Le maire LR de Saint-Etienne et président de la métropole stéphanoise Gaël Perdriau a affiché ce jeudi 15 septembre sa «détermination» à rester en fonction malgré l’affaire de chantage à la sextape qui secoue sa ville et éclabousse son image depuis trois semaines. Il exclut de se mettre en retrait ou de démissionner, a déclaré son avocat à l’AFP jeudi.

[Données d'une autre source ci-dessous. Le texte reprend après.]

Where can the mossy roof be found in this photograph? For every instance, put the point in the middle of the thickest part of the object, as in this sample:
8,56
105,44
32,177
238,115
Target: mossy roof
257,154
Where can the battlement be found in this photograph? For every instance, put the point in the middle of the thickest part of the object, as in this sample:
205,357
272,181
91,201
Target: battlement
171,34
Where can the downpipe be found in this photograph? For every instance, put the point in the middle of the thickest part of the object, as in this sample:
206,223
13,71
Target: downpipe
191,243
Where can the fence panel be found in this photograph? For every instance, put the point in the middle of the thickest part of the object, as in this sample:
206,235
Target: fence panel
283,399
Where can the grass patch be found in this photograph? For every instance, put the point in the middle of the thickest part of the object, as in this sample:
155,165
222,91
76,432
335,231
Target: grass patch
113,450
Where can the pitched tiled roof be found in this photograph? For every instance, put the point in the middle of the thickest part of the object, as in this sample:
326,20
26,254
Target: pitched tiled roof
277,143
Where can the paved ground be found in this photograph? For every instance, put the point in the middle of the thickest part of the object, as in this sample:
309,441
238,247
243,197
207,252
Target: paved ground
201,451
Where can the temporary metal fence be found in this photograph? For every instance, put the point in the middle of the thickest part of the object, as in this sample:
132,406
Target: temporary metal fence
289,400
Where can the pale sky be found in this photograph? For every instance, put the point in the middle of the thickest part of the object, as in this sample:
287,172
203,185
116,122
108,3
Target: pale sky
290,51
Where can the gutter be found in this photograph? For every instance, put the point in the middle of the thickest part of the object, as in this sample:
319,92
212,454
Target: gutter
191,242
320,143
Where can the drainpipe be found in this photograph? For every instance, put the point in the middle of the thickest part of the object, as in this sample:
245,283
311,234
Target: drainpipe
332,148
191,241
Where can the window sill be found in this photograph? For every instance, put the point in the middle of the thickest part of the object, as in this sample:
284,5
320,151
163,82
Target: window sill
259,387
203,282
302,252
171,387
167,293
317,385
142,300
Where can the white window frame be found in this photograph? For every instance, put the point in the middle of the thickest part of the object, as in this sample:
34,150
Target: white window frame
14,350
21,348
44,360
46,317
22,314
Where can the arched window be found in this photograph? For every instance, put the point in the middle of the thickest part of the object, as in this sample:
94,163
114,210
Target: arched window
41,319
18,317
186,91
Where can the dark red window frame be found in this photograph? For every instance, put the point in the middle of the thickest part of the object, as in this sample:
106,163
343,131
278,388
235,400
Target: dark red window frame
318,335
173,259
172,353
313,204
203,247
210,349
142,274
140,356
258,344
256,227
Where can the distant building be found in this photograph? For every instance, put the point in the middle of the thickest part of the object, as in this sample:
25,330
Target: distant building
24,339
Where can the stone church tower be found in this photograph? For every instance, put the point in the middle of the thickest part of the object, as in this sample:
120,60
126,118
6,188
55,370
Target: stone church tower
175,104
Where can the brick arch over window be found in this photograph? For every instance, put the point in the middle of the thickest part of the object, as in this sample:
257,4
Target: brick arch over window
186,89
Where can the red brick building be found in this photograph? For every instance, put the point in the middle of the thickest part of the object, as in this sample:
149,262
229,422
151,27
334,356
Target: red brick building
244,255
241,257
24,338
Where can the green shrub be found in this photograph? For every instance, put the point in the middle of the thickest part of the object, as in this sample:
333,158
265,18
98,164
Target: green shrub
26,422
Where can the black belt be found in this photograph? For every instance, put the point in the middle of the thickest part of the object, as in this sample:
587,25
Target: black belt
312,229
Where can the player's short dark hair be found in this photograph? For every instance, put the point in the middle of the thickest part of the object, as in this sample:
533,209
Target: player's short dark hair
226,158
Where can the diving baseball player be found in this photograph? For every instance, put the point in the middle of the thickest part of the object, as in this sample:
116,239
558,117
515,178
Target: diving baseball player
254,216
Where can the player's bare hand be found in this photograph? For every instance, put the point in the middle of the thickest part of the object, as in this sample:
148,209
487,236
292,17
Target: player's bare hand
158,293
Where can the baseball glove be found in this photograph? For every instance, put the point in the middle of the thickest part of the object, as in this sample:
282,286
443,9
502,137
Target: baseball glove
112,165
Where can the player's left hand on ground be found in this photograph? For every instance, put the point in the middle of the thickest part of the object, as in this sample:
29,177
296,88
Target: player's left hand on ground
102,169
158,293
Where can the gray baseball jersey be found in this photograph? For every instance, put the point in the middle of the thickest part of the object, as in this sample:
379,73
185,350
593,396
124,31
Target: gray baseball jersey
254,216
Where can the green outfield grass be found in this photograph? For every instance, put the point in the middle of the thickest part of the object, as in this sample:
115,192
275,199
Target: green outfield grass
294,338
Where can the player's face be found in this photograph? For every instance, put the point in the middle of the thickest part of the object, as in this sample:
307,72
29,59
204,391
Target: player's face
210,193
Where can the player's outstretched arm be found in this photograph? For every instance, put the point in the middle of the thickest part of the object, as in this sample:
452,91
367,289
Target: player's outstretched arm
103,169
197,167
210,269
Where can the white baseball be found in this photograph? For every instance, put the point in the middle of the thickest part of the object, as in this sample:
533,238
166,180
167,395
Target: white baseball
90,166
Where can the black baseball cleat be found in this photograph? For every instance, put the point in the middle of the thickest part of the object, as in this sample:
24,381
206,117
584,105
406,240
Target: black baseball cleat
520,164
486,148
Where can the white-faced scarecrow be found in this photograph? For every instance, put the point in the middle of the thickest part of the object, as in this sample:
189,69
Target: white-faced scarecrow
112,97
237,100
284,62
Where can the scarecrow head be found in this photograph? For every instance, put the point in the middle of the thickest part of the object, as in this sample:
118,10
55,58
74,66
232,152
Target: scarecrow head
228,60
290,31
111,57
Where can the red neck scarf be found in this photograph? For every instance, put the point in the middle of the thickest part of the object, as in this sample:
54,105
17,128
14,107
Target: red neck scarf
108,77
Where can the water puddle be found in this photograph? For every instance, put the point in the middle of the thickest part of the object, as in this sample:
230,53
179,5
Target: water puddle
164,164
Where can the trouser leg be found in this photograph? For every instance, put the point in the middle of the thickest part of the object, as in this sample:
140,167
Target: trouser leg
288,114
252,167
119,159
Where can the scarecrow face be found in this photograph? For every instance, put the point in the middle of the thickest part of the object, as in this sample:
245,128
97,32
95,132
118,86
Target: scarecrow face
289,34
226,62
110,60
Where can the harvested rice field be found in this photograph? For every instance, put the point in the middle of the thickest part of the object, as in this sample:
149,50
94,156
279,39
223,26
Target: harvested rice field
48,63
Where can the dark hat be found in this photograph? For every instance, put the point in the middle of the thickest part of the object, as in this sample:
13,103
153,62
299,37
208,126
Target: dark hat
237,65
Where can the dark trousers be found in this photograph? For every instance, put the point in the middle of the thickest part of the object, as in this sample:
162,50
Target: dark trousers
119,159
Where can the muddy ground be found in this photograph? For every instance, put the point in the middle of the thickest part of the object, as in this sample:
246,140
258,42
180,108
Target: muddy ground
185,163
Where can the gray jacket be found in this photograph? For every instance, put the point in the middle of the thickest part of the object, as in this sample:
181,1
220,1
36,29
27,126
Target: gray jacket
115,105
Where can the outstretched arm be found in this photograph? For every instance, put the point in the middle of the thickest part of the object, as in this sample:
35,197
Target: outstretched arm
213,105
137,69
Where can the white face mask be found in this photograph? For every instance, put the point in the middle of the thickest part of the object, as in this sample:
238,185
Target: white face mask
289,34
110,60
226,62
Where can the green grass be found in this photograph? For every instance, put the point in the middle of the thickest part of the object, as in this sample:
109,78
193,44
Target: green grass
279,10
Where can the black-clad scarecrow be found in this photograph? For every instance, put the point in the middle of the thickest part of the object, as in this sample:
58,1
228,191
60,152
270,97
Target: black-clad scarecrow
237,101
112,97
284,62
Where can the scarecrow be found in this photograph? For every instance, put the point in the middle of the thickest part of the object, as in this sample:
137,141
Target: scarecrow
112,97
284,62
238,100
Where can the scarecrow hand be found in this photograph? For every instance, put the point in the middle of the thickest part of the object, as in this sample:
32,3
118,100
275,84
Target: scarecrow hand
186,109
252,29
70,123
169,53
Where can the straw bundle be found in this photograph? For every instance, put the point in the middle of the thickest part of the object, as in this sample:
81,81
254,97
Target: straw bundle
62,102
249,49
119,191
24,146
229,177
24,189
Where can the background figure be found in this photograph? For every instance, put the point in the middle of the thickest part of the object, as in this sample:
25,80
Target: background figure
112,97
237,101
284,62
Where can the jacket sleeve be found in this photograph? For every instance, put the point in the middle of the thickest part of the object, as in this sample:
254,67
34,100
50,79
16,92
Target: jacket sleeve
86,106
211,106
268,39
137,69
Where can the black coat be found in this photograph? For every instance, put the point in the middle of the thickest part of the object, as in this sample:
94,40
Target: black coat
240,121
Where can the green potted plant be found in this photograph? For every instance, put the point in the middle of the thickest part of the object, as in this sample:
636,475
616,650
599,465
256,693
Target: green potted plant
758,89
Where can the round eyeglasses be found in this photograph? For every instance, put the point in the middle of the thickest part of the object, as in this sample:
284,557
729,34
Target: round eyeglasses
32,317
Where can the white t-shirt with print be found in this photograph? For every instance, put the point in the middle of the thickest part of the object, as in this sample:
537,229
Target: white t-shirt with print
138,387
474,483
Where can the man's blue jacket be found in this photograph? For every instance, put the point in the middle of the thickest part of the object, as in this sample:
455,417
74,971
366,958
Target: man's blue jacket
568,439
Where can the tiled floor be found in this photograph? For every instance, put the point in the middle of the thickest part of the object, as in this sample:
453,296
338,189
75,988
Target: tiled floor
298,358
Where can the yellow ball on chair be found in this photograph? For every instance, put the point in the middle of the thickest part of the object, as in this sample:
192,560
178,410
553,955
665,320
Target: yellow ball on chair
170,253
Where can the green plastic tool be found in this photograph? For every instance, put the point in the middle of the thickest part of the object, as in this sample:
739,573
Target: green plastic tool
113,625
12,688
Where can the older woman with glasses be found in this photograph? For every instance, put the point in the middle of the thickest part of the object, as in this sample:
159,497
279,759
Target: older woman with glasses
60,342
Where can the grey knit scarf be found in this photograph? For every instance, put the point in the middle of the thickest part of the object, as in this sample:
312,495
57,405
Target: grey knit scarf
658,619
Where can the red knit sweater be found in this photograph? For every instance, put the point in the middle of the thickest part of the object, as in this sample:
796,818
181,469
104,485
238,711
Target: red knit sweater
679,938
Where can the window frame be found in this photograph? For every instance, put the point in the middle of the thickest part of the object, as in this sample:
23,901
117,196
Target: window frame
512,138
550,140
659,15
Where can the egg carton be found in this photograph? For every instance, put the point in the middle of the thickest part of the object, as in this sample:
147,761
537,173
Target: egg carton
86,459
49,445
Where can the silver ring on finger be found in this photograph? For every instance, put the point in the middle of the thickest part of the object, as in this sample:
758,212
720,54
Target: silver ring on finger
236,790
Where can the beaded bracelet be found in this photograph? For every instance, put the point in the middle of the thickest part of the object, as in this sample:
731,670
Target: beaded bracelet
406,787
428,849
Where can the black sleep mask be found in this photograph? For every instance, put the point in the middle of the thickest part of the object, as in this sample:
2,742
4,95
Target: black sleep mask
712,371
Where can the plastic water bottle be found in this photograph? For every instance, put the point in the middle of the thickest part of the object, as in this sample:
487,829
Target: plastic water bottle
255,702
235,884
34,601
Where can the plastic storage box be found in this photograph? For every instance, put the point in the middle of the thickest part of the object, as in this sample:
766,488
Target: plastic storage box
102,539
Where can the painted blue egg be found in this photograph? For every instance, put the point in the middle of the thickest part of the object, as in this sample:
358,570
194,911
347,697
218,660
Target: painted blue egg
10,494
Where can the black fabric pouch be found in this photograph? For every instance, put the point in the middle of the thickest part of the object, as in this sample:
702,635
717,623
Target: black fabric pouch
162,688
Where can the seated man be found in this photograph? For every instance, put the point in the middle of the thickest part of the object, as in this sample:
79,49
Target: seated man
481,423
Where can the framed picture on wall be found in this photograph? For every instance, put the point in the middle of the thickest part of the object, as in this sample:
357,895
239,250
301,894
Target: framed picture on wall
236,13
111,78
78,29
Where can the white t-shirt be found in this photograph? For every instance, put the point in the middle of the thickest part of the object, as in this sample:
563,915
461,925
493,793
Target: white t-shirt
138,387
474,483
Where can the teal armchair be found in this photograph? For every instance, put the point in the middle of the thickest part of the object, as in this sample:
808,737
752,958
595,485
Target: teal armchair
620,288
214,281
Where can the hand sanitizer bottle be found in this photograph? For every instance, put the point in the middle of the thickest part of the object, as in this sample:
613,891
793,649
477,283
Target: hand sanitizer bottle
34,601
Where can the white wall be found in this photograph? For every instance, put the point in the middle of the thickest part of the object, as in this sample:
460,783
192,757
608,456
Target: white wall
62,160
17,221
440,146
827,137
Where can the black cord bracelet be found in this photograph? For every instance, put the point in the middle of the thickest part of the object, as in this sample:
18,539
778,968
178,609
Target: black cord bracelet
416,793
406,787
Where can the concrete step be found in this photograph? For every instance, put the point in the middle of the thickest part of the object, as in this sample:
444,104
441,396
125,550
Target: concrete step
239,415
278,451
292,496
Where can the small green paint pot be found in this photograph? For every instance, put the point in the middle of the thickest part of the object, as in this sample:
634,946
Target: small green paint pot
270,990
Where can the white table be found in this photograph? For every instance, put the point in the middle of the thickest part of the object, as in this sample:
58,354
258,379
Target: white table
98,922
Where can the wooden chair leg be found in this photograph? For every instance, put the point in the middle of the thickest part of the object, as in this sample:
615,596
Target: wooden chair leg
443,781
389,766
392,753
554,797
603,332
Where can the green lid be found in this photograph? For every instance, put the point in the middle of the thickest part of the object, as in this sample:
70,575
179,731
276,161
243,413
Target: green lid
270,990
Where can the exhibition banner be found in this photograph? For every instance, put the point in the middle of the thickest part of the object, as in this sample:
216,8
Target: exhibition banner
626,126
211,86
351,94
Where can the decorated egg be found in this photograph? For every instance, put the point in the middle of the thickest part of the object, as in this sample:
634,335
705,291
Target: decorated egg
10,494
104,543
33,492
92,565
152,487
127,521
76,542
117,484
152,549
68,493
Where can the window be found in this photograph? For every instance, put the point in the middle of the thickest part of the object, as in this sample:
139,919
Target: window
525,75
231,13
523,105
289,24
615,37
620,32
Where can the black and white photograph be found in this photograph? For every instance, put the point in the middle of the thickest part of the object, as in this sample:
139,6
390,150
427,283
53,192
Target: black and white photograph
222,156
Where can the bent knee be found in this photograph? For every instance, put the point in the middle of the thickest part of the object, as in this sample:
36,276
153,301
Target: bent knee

Il n’a «en aucun cas prévu de se mettre en retrait de ses fonctions», comme le demandent plusieurs élus locaux ou nationaux de son camp et des acteurs économiques locaux: et «rien ne justifierait sur le plan juridique qu’il démissionne», a déclaré à l’AFP Me Christophe Ingrain. «Gaël Perdriau est au travail à la ville comme à la métropole sur l’ensemble des dossiers, au service des deux collectivités et des habitants, avec la même détermination», indique par ailleurs un communiqué de son cabinet.

Le maire est sorti de garde à vue

«Il est ressorti libre de trois heures trente de garde à vue sans aucune mesure prise par la justice à son encontre», a souligné son avocat en qualifiant de «navrantes» les nombreuses réactions hostiles chez les Républicains et en critiquant la procédure d’exclusion lancée par LR.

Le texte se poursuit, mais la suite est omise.